Are lawyers really as bad as financial advisers who missold endowment mortgages, personal protection insurance and unsuitable pension plans? This is what the profession wonders following the consumer panel’s suggestion, in its response to the legal ombudsman’s consultation on effective redress, to increase the compensation ceiling for complaints to £150,000.

As with much of the recent work by both LeO and the panel, the object of the consultation is primarily services provided to individuals rather than to businesses. The underlying assumption is that individuals, most of whom are not educated repeat users of legal services, need greater protection and a more effective route to redress.

On this basis there is indeed no reason why law firms should be less immune than other professional advisers handling sensitive personal matters such as pensions and other major investments. This is the line the panel seems to take, saying the maximum compensation ceiling it proposes would align with that available from the financial ombudsman.

One of the strongest selling points for traditional law firms, compared with volume businesses or online service providers, is that they offer advice tailored to individual circumstances. They may use case management software and templated documents to cut down on costs, but the relationship remains personal with the client and particular care is given to each case – or at least that’s how it should be.

But things occasionally go wrong. Sometimes this gives rise to a claim in negligence. Sometimes there is no negligence but the client nonetheless suffers a detriment. Of course that should be compensated. But how much should clients be entitled to claim through a process that does not involve judicial scrutiny? LeO’s own proposal is to increase the compensation ceiling from £30,000 to £50,000. This is already quite a leap. What sort of fault would warrant the even higher award of £150,000 proposed by the panel that wouldn’t also amount to conduct akin to professional negligence?

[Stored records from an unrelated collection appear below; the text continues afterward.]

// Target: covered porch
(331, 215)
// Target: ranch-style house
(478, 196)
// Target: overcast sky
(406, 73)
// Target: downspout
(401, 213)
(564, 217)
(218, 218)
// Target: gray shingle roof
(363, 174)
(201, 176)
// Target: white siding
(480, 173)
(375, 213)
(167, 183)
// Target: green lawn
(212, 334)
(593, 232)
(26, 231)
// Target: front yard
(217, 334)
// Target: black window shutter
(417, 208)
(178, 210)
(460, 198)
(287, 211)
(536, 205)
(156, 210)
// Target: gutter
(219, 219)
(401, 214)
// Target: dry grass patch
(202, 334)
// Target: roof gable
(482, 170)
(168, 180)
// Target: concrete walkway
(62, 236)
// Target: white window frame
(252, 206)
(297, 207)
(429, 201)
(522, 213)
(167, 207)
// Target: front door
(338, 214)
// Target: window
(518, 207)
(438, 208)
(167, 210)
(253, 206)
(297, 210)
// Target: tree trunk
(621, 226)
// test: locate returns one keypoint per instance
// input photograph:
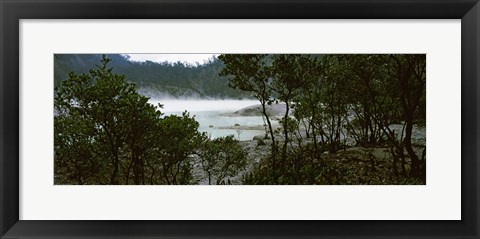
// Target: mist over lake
(209, 115)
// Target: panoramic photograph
(239, 119)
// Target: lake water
(207, 113)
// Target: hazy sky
(188, 58)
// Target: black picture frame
(11, 11)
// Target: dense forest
(158, 80)
(106, 132)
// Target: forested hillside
(156, 80)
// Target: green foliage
(221, 158)
(154, 79)
(107, 133)
(179, 139)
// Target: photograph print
(240, 119)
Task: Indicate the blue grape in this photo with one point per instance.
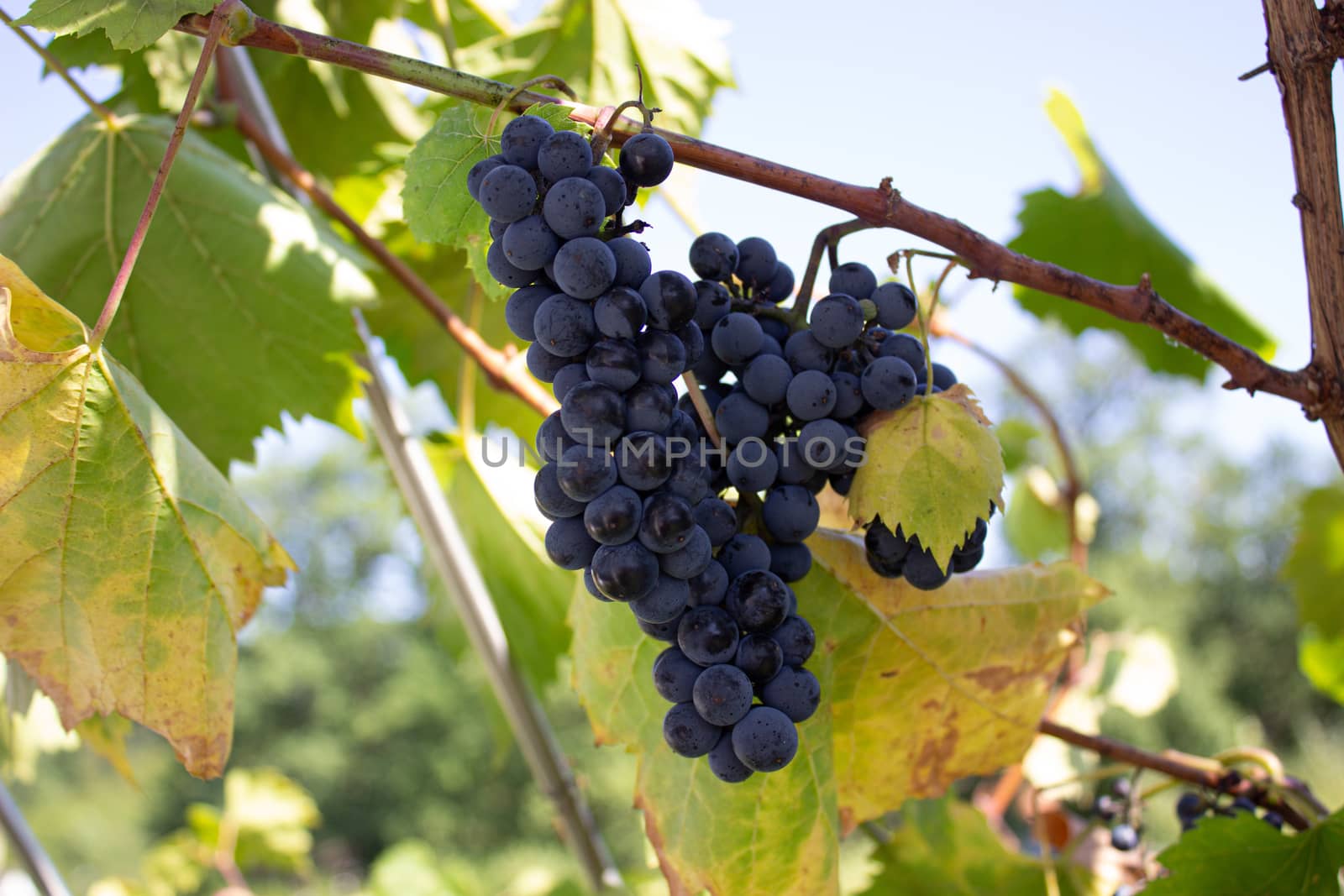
(647, 159)
(887, 383)
(507, 194)
(569, 544)
(837, 320)
(612, 184)
(714, 257)
(585, 268)
(895, 305)
(562, 155)
(722, 694)
(613, 517)
(530, 244)
(522, 139)
(765, 739)
(664, 602)
(687, 734)
(853, 280)
(790, 513)
(795, 692)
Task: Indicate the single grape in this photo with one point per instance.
(714, 257)
(530, 244)
(837, 320)
(738, 418)
(743, 553)
(584, 472)
(725, 763)
(895, 305)
(507, 194)
(752, 466)
(506, 271)
(887, 383)
(568, 378)
(612, 184)
(690, 559)
(647, 159)
(624, 571)
(711, 302)
(551, 499)
(613, 517)
(795, 692)
(756, 261)
(765, 739)
(562, 155)
(521, 309)
(569, 544)
(642, 461)
(722, 694)
(709, 587)
(736, 338)
(613, 362)
(632, 261)
(759, 600)
(522, 139)
(811, 396)
(687, 734)
(564, 325)
(853, 280)
(593, 414)
(759, 658)
(477, 174)
(662, 356)
(674, 676)
(585, 268)
(664, 602)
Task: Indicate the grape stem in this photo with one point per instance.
(55, 65)
(501, 372)
(1073, 486)
(219, 20)
(1203, 773)
(1317, 387)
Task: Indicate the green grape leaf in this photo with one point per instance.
(131, 24)
(1242, 856)
(239, 304)
(947, 848)
(974, 661)
(1321, 660)
(436, 202)
(600, 46)
(492, 506)
(1101, 231)
(933, 466)
(127, 562)
(1316, 563)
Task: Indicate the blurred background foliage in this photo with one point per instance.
(370, 755)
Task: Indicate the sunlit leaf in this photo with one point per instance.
(1101, 233)
(127, 560)
(933, 468)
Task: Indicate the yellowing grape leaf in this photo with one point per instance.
(1242, 856)
(927, 687)
(933, 466)
(917, 689)
(131, 24)
(127, 560)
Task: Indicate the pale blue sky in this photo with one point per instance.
(948, 100)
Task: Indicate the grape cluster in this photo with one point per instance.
(628, 479)
(804, 391)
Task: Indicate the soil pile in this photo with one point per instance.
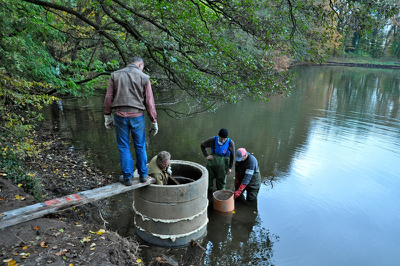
(67, 237)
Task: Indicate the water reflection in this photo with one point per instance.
(329, 155)
(238, 239)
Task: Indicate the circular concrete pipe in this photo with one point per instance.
(173, 215)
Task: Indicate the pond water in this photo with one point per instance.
(329, 156)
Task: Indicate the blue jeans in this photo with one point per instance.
(136, 126)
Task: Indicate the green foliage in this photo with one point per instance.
(219, 51)
(18, 101)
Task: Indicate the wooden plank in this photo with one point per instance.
(34, 211)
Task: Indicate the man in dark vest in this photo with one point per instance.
(220, 161)
(129, 94)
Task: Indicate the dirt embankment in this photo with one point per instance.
(67, 237)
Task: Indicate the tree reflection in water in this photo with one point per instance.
(238, 239)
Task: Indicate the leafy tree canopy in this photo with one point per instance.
(212, 50)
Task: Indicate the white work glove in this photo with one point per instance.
(169, 170)
(153, 129)
(109, 121)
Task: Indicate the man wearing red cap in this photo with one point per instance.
(247, 175)
(220, 161)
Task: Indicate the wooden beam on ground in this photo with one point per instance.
(34, 211)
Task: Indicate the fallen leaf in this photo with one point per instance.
(86, 239)
(62, 252)
(101, 231)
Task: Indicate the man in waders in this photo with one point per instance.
(247, 175)
(220, 161)
(160, 167)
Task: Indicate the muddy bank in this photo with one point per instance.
(70, 236)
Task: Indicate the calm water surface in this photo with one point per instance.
(329, 155)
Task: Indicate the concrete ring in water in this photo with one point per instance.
(173, 215)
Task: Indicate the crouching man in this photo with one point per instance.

Take this case. Two weeks ago, West-end firm Withers was told by a High Court judge that it had provided negligent advice when assuring the buyers of a £6.8m house in Chelsea that the property came with access to a communal garden for residents. It turned out there was no such access. The buyers sued the firm and were awarded just over £100,000 in damages. This was at the end of a process involving lawyers and the courts, and it took four years.

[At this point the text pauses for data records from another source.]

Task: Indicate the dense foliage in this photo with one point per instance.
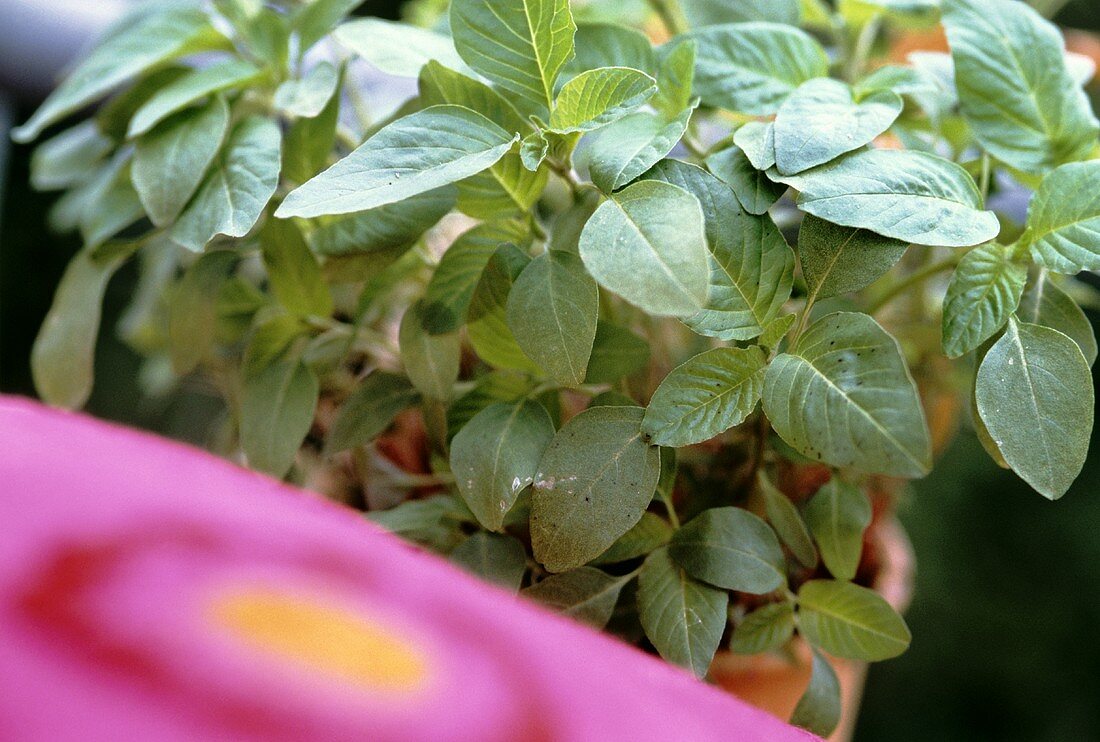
(568, 222)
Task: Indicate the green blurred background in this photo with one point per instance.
(1007, 611)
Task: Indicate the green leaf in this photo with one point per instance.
(648, 534)
(752, 67)
(837, 516)
(705, 396)
(1064, 219)
(416, 154)
(309, 142)
(370, 410)
(431, 362)
(193, 312)
(1015, 91)
(277, 409)
(494, 557)
(757, 140)
(551, 312)
(384, 229)
(732, 549)
(487, 324)
(1043, 302)
(397, 48)
(307, 96)
(822, 120)
(683, 618)
(616, 352)
(981, 296)
(584, 594)
(152, 40)
(838, 259)
(452, 285)
(64, 353)
(707, 12)
(293, 272)
(850, 621)
(171, 161)
(521, 45)
(595, 479)
(784, 518)
(906, 195)
(818, 710)
(598, 97)
(844, 396)
(624, 150)
(647, 244)
(674, 78)
(66, 159)
(190, 88)
(1034, 394)
(237, 189)
(496, 455)
(608, 45)
(766, 629)
(754, 190)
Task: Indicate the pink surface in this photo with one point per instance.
(114, 545)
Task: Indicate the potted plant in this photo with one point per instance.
(648, 316)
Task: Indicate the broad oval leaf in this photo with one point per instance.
(141, 44)
(495, 456)
(597, 97)
(784, 518)
(1044, 302)
(850, 621)
(766, 629)
(188, 89)
(844, 396)
(647, 244)
(1014, 88)
(705, 396)
(64, 353)
(755, 191)
(1064, 219)
(415, 154)
(584, 594)
(752, 67)
(277, 408)
(521, 45)
(595, 480)
(683, 618)
(981, 296)
(1034, 394)
(552, 311)
(234, 192)
(818, 710)
(837, 259)
(431, 362)
(823, 120)
(837, 516)
(732, 549)
(397, 48)
(494, 557)
(171, 161)
(624, 150)
(905, 195)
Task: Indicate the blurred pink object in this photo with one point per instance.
(152, 591)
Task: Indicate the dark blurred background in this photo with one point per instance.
(1007, 613)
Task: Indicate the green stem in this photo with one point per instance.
(912, 280)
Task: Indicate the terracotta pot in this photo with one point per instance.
(776, 683)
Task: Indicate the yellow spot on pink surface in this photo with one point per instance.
(336, 640)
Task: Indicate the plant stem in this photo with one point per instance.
(911, 280)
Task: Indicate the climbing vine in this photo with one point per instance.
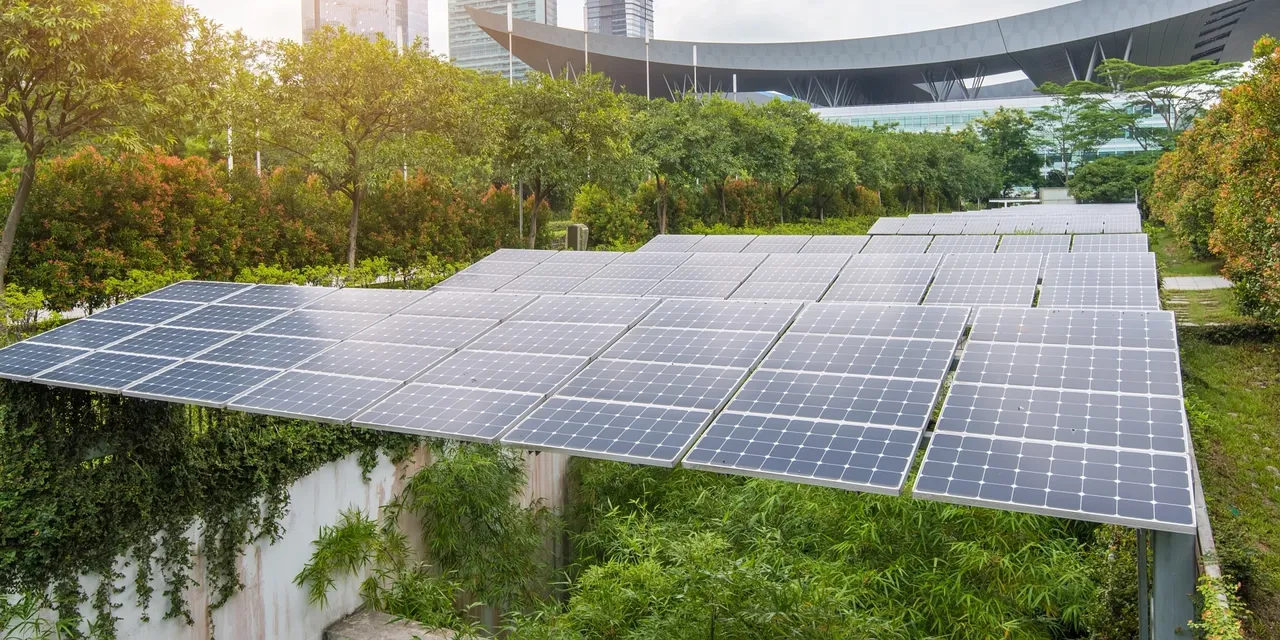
(88, 478)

The availability of a complaints process that may lead to a financial compensation award is a basic requirement for a responsible profession but the scale of the proposal is a concern for law firms.

Like the proposal on third-party complaints last week, which the panel says should be read as part of its response to LeO’s consultation, this response questions the basic principles on which professional liability is assessed and negligence established.

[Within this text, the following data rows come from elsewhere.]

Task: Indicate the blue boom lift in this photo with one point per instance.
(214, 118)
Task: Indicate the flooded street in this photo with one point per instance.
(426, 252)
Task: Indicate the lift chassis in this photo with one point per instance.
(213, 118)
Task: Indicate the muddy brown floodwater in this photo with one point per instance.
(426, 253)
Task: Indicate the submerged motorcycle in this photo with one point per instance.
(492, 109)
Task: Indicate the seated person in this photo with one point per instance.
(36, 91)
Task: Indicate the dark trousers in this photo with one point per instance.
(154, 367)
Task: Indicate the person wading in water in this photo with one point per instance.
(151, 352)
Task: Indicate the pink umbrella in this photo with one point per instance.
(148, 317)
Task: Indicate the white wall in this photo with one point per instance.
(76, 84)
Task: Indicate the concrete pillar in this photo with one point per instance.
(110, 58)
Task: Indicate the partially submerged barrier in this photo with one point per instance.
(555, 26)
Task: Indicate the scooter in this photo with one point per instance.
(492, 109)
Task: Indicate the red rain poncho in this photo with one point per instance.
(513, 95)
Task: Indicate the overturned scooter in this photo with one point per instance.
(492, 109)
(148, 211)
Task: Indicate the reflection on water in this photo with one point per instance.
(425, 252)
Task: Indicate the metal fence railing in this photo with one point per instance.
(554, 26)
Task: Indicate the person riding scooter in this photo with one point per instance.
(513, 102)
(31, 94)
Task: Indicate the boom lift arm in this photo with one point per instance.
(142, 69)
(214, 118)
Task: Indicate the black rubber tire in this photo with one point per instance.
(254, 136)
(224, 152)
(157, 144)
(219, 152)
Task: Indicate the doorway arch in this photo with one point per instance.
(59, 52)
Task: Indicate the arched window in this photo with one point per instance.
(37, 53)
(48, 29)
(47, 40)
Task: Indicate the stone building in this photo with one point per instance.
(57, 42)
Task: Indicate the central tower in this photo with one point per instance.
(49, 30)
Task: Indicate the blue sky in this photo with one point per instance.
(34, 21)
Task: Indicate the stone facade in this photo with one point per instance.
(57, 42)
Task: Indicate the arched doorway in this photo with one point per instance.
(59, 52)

It would be unfair – if not downright wrong – if dissatisfied clients could take a shortcut to compensation for negligence by avoiding the legal process altogether and be able to claim more than might be available through the court process. Instead of pushing for a higher compensation ceiling both the panel and LeO should come up with a structured proposal grading negligence – in a broad sense – by type. This should include clear referral routes to frontline regulators or the courts when particular allegations are made or when claims reach certain levels. It might require a review of the SRA’s own jurisdiction to allow it to make compensation awards. In itself this wouldn’t be a straightforward exercise but it would be a lot more satisfactory than hastily increasing LeO’s compensation ceiling in the blunt pursuit of the consumer agenda.